Our previous analysis reported the genetic effect of g.81966377T > C and a 67 bp insertion (g.81966364D > I) in the promoter of APM1 on meat quality [6] showing significant association with MAR, BFT, LEA and CAW. Thus the findings suggested that the indentified SNP and indel could be used for selection program [13]. However in order for using this SNP as a standardized genetic marker the effect of this variant on carcass traits has to be verified and validated on a large sample set that is representative of the entire Hanwoo population. Unlike our previous study which had used samples from a specific region, in this study samples were collected from KAPE located throughout the country, in all 8,378 samples were genotyped and their association with meat quality traits were analyzed. Significant additive effects were identified for MAR, BFT and LEA. Unlike the previous study the genotypes were not found to have significant association with CAW, though the genotype effect followed a TT < CT < CC which was the same as the previous study, some minor differences in the allele frequency and genotype frequencies from previous work were also identified [6, 8] but these could be attributed to the difference in the population. As for the indel, like the previous study the indel had significant effect only for MAR. Unlike found in the previous study, the sizes of the effect of the SNP and the indel on traits were comparatively smaller, this could be due to the larger sample size or due to the different population used in this study. However the effects were significant, and since they have been validated in a large sample size, they can be used as a marker for marker assisted selection programs. In addition, previous studies have reported strong association of variation in the promoter of APM1 with growth, LEA and BFT Angus [2] and Chinese cattle breeds [12]. According to the studies APM1 has been confirmed to regulate bone development, yield grade and weight traits [10, 11, 18, 19]. Our results are in agreement to these previous studies with the studied SNP (g.81966377T > C) showing significant effects on BFT and LEA in Hanwoo. The genotypes of the SNP and indel can be leveraged for selecting animals with favorable traits in Hanwoo industry.
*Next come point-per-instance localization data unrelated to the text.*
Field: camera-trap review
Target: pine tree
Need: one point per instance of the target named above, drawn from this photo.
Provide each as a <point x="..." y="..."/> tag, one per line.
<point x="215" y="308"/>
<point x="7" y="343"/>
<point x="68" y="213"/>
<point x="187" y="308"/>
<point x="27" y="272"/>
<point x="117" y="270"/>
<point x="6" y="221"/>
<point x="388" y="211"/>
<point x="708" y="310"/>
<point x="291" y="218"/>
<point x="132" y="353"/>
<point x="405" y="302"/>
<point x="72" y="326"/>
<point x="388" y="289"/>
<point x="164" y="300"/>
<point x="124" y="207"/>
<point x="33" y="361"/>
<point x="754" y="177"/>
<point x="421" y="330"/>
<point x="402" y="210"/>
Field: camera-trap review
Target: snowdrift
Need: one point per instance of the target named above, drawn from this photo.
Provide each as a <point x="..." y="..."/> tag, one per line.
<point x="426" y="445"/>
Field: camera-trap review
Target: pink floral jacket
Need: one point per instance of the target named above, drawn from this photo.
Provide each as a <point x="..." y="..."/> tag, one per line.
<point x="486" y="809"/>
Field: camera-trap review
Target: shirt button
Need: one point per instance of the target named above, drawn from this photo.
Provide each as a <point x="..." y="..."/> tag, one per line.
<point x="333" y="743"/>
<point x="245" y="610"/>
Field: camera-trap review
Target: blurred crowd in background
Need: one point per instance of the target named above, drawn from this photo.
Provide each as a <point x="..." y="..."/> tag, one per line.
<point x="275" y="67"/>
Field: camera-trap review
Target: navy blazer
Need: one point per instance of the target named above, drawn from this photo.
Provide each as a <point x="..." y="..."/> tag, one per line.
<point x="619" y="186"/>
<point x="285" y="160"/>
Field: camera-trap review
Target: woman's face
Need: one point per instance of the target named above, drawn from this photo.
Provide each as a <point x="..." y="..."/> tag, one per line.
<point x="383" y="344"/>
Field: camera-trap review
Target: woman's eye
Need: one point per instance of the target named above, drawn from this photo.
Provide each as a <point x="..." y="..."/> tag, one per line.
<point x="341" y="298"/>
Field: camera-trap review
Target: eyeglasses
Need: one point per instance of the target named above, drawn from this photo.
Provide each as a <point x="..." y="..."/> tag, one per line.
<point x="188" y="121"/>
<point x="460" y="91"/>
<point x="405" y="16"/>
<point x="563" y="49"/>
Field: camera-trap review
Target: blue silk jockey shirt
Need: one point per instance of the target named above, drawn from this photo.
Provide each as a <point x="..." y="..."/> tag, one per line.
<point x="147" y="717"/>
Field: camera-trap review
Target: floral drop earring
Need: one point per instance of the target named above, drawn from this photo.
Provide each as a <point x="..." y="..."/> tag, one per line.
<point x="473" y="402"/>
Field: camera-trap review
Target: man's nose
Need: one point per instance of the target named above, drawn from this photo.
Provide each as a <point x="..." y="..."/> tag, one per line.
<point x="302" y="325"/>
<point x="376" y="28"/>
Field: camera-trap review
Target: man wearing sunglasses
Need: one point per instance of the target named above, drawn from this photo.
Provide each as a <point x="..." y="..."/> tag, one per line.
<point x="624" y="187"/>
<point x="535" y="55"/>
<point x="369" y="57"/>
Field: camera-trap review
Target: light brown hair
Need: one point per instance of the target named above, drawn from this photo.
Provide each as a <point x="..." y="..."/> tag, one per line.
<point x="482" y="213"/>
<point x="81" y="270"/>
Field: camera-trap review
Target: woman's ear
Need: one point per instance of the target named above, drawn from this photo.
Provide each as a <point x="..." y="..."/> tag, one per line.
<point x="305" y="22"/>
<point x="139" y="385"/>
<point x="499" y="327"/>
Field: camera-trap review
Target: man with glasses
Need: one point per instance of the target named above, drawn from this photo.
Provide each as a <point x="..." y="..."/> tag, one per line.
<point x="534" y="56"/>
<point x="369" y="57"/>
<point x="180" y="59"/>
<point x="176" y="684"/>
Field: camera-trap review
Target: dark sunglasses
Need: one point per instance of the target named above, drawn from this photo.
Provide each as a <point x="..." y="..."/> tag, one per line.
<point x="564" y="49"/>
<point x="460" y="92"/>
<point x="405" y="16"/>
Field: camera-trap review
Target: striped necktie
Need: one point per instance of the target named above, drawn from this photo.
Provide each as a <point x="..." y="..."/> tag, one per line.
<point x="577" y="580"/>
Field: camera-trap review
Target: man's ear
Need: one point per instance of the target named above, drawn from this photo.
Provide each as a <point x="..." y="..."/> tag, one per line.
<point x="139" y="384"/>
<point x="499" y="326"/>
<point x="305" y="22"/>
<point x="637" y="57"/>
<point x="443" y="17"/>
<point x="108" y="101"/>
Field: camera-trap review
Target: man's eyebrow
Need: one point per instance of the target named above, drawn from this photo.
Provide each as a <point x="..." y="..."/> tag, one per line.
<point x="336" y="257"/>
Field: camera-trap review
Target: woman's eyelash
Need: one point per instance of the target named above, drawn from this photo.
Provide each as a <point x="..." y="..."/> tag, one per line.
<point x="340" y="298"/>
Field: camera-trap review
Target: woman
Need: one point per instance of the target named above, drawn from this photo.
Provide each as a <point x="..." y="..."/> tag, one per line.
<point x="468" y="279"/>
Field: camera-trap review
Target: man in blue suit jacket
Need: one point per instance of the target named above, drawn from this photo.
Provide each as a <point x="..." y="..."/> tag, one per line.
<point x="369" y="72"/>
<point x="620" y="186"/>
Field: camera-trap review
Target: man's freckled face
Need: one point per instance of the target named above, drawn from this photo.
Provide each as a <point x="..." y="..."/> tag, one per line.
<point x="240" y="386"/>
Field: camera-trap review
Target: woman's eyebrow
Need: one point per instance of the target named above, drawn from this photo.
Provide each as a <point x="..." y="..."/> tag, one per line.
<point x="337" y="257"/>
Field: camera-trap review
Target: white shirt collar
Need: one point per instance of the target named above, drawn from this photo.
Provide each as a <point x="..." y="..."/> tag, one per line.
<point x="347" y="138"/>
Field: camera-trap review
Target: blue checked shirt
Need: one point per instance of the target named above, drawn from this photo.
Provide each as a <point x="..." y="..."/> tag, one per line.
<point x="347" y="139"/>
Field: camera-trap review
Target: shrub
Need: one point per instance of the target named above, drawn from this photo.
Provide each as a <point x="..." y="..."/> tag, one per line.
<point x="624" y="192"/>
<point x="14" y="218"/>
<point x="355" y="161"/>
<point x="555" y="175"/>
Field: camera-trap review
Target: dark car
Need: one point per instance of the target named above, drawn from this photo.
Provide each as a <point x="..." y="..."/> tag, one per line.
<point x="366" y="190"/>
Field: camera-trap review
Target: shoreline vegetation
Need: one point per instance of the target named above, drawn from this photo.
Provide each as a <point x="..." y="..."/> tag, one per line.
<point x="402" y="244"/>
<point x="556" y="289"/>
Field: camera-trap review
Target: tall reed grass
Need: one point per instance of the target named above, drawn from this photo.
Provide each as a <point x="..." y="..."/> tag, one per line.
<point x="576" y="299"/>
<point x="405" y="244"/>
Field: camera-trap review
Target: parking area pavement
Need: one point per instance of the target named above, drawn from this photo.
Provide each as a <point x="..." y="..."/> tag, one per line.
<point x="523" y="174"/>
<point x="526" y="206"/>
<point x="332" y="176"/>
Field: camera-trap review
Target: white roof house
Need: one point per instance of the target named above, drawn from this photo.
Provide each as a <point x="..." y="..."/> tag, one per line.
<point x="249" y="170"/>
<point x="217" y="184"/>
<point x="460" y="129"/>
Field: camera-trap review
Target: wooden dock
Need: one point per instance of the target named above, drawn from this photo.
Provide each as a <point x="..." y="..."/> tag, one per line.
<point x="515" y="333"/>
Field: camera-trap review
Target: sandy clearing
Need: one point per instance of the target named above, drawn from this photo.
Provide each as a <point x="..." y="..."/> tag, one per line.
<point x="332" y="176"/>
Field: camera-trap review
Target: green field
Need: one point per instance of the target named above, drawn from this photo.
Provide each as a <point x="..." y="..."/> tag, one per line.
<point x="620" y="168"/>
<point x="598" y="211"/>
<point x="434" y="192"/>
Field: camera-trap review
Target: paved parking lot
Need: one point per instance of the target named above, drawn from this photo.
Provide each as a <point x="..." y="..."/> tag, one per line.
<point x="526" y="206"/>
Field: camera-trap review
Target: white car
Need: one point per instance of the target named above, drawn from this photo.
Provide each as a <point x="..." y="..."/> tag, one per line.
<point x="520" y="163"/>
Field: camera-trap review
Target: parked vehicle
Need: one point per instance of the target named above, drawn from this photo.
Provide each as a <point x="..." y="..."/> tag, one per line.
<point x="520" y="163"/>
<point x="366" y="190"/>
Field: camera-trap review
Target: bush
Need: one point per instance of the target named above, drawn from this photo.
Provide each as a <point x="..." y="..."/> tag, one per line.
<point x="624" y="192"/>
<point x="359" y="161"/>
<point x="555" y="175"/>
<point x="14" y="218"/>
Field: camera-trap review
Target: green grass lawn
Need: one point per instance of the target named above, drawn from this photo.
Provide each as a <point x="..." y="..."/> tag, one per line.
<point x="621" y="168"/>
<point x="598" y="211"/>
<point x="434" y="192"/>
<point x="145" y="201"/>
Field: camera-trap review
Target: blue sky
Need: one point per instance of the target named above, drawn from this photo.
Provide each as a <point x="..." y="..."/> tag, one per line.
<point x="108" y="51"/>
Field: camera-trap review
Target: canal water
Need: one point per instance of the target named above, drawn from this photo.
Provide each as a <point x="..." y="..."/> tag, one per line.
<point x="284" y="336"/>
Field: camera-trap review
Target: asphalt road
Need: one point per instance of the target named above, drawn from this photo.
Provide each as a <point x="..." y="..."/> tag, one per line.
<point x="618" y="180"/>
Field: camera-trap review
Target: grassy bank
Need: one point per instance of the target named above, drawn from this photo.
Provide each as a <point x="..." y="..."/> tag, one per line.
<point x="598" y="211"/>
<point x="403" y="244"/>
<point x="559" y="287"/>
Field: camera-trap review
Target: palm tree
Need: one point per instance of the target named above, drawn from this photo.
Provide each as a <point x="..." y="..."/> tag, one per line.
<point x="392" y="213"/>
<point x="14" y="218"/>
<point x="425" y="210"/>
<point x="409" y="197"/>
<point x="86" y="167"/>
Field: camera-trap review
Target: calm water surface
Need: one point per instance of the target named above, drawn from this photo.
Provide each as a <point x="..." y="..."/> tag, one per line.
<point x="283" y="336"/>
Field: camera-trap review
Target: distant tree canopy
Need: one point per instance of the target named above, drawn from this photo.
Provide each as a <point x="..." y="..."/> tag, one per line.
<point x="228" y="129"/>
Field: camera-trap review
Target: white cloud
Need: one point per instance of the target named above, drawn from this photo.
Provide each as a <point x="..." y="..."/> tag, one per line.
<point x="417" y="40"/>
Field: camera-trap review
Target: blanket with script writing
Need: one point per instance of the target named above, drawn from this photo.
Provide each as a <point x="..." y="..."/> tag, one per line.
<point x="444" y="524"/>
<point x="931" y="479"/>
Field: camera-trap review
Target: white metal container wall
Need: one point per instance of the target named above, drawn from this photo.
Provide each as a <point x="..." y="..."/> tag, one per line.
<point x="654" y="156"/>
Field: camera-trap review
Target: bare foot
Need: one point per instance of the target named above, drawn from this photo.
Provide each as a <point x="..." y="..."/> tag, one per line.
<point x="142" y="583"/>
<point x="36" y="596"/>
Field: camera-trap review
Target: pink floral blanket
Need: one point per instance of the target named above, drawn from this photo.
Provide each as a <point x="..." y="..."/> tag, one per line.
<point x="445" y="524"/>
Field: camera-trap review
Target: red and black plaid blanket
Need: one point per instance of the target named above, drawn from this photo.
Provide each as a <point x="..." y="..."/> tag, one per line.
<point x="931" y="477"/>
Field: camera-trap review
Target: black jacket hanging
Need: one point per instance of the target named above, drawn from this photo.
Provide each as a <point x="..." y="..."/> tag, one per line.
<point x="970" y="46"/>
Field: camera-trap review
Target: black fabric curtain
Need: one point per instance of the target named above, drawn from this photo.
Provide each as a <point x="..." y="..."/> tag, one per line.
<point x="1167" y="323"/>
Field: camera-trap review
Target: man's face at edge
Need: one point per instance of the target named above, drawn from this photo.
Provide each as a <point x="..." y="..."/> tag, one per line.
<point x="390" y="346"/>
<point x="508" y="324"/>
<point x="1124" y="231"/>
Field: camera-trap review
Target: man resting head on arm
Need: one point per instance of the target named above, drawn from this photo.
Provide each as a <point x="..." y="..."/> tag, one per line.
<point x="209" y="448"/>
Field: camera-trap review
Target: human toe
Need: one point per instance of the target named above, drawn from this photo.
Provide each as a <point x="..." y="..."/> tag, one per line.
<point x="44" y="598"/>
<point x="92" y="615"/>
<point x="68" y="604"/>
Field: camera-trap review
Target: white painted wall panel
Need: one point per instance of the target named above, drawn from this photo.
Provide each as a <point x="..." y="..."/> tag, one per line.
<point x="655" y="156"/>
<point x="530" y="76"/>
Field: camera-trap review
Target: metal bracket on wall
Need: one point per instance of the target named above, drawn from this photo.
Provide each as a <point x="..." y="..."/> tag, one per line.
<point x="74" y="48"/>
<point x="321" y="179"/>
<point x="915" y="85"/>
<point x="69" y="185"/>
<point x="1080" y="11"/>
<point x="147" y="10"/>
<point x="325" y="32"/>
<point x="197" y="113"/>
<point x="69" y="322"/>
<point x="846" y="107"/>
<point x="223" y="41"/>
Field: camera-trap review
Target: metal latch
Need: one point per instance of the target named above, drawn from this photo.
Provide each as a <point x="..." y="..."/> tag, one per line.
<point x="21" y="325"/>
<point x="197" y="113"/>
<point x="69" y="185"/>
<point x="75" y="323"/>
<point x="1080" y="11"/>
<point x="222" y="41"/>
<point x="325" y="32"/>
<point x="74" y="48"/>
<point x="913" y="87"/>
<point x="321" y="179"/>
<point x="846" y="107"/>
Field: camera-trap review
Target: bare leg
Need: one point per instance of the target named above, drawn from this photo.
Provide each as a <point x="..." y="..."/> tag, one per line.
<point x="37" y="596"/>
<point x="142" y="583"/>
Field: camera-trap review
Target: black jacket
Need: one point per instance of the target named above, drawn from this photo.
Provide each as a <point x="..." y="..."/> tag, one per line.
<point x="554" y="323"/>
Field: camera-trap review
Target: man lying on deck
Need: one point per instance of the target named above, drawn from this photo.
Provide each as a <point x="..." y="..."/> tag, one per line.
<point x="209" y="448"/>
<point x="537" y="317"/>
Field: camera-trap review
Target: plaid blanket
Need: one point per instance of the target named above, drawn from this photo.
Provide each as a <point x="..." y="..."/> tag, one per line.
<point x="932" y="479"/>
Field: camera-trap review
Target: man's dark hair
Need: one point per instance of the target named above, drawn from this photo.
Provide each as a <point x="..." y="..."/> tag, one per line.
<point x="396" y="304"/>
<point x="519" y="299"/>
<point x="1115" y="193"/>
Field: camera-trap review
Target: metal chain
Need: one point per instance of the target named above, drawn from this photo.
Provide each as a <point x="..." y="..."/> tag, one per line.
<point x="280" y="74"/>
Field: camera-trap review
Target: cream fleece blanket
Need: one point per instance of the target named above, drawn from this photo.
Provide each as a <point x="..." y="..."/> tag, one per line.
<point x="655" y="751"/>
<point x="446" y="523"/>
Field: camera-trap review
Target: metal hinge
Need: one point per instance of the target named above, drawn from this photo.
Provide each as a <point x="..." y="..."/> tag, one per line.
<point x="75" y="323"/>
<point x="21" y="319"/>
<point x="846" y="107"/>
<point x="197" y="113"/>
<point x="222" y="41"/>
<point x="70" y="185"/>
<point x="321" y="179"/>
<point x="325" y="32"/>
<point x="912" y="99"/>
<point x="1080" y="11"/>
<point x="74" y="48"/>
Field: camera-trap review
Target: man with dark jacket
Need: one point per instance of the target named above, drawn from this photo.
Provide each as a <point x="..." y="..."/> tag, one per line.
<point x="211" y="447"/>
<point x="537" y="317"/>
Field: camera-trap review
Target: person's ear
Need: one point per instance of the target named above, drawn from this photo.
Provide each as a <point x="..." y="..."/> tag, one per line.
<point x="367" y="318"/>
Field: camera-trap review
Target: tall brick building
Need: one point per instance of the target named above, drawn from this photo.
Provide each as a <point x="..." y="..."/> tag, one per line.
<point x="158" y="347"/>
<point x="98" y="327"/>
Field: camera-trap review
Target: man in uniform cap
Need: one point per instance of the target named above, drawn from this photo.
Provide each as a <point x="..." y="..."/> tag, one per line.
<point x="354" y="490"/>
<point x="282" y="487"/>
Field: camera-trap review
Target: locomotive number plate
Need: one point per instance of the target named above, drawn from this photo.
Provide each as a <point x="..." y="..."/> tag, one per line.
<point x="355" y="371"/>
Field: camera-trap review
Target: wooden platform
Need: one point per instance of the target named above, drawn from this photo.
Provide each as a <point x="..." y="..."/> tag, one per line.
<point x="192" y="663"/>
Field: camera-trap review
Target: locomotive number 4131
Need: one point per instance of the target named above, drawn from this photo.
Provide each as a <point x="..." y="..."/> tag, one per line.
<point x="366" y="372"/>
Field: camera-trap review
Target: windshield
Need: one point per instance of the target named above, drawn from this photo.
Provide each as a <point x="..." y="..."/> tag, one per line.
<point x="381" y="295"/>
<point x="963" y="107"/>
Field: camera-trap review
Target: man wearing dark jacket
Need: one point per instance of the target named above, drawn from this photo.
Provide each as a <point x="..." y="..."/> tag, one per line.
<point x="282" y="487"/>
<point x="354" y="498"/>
Since the effect has been validated on an unbiased randomly selected Hanwoo cattle population from the entire country, this SNP and indel is fit for being used as a robust genetic marker.
Conclusion
The genetic effect of the SNP (g.81966377T > C) and indel (g.81966364D > I) located in the promoter of APM1 was verified in 8,378 animals. The genotypes were found to have significant association on MAR, BFT and LEA with strong additive effects, while the indel was found to have a significant association with MAR, paving the way for their use as a robus marker for selective breeding.